他人が書いたソースコードをレビューする際の観点について

企業でソフトウェア開発者として働くと、他のメンバーが書いたソースコードをレビューする機会が多々ある。
あなたがレビュアーとして漏れなく指摘をするためには、網羅的に観点を設けて臨むことが重要だ。
そこで、以下ではソースコードレビューにおける7つの観点について説明する。

1. 処理の流れが自然であるか
まず、処理の大筋の流れが自然であるかどうかを確認しよう。
例えば、3つ数える処理の流れとして「カウンターをインクリメント。これを3回繰り返して3」これは自然だろう。
しかし「初めに2足した後、インクリメントを2回繰り返し、最後に1引いて3」このような処理になっていたら注意が必要だ。
結果が同じ値になるとしても、過程の処理が不自然である場合、思わぬバグの温床となる。
将来的な保守性を考えても、処理の流れはできるだけ自然にしておく必要がある。

2. エラー処理は正しく行われているか
エラー処理はバグの温床だ。特に、以下について注意する必要がある。
・全てのエラーを想定および対処できているか
使用した関数やシステムコールが返しうる全てのエラー種別について仕様書を確認し、また対処しているか。
OSの異常、外部割込み、またはハードウェア的な突発的故障などで予期せぬエラーが発生した場合にどうなるか。
・エラーが発生した場合にリソースの回収漏れがないか
処理の途中でエラーが発生した場合に、リソースの回収処理をスキップしてしまうようなことがないか。
状態遷移が不完全なまま放置されるようなことがないか。

3. データの生成と消滅は正しいか
データについては生成と消滅が行われる場所を把握することが重要だ。
生成から消滅までの期間、すなわちデータの保持期間が最適か(長すぎないか、短すぎないか)を確認しよう。
このことは、プログラムの性能やメモリ使用量にも影響するし、メモリリークがないことの確認にもつながる。

4. モジュール化されているか
処理が適切な単位でモジュール化されているかどうかも、保守性や可読性の面で大切だ。
基本的には小さな単位でモジュール化し、将来的に再利用しやすい形で実装しておくことが望ましい。
もし複数個所へのコードコピーがあると、将来修正する際にそれら全ての箇所を修正する必要が生じてしまうし、
モジュール化されていない処理は再利用が難しいため、将来的に同じ処理が重複して生産される無駄を生じる可能性がある。

5. 既存の処理に影響はないか
新規作成した処理自体が正しくても、その処理を間接的に参照する既存処理に悪影響を及ぼしてしまう可能性がある。
例えば、新規作成した処理を呼んでいる上の階層の処理を、さらに呼んでいる上の処理。
階層をさかのぼって、全ての間接呼び出し箇所に対する影響を調べる必要がある。
また、大域変数や状態遷移などプログラム全体に影響を与える処理を新たに作りこんだ場合、それらの影響も調べる必要がある。

6. 関数や変数の名前
使用した英語の意味や綴りが合っているか。保守しやすいか。
NewFunction()という名前を付けるのなら、将来的にその処理は古くなるのだということを理解しておく必要がある。
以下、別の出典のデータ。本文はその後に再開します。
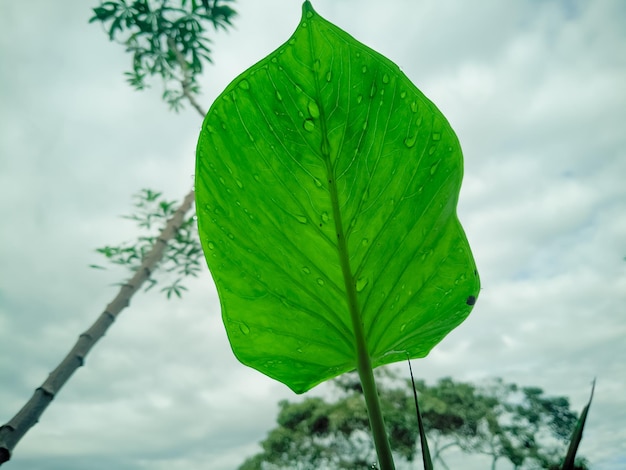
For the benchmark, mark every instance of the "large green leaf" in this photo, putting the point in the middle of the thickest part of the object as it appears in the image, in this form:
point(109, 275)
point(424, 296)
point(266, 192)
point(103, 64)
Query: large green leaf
point(326, 190)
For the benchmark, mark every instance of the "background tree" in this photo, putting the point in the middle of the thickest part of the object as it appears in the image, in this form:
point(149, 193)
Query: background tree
point(167, 39)
point(500, 420)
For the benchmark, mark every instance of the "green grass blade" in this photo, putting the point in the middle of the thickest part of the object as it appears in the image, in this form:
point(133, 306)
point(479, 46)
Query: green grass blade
point(577, 435)
point(428, 463)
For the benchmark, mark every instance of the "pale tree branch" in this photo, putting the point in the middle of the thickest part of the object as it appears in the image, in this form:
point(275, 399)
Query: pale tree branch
point(28, 416)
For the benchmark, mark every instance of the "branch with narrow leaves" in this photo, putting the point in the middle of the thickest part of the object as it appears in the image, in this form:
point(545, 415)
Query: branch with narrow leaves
point(182, 256)
point(28, 416)
point(159, 34)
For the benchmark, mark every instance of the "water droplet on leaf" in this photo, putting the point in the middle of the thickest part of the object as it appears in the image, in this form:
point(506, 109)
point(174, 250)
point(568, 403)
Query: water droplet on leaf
point(314, 110)
point(361, 283)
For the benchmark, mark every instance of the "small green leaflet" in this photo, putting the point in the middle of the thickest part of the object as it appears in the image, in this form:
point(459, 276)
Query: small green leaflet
point(326, 193)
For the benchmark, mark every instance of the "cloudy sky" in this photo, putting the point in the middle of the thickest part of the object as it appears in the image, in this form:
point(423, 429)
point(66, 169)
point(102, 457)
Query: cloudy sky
point(535, 90)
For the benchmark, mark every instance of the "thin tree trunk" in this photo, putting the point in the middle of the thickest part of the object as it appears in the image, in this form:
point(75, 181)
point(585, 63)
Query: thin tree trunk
point(27, 417)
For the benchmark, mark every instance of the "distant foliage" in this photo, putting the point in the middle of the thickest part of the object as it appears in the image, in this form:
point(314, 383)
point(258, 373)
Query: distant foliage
point(167, 38)
point(182, 255)
point(513, 426)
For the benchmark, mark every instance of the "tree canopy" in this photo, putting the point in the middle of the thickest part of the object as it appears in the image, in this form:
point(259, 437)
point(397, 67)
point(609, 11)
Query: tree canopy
point(502, 421)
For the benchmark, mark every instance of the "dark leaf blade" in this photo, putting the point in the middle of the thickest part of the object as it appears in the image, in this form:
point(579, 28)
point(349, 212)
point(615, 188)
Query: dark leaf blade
point(326, 137)
point(569, 462)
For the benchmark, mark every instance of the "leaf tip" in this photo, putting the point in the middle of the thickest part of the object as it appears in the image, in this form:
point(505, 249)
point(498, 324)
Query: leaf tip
point(307, 9)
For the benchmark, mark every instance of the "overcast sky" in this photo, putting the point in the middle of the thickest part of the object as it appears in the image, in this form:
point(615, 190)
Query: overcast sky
point(536, 91)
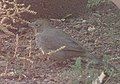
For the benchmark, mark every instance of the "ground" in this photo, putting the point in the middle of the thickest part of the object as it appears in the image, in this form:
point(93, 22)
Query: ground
point(21, 61)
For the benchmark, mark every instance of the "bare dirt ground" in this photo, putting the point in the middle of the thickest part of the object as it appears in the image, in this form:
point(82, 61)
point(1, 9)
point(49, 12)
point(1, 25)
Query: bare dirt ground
point(99, 33)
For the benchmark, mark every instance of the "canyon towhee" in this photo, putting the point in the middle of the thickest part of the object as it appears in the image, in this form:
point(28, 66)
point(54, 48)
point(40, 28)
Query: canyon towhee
point(56, 40)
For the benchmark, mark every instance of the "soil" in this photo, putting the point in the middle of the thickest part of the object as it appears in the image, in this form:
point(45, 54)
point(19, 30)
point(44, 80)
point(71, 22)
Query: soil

7. コードの書き方がプロジェクトの規約に沿っているか
関数や変数の名前の一文字目を大文字にする、動詞→目的語の順で名付ける、などの命名規約。
変数の定義の仕方。インデントやカッコの付け方。for文やif文における改行の仕方。

ソースコードレビューは、プログラマが書いたコードの不具合を見つける最初のチャンスであるし、
保守性に影響のある観点、例えばモジュール化や関数の命名規約については、テストでは発見できない。
その重要性を認識し、きっちり観点を網羅したレビューを行ってほしい。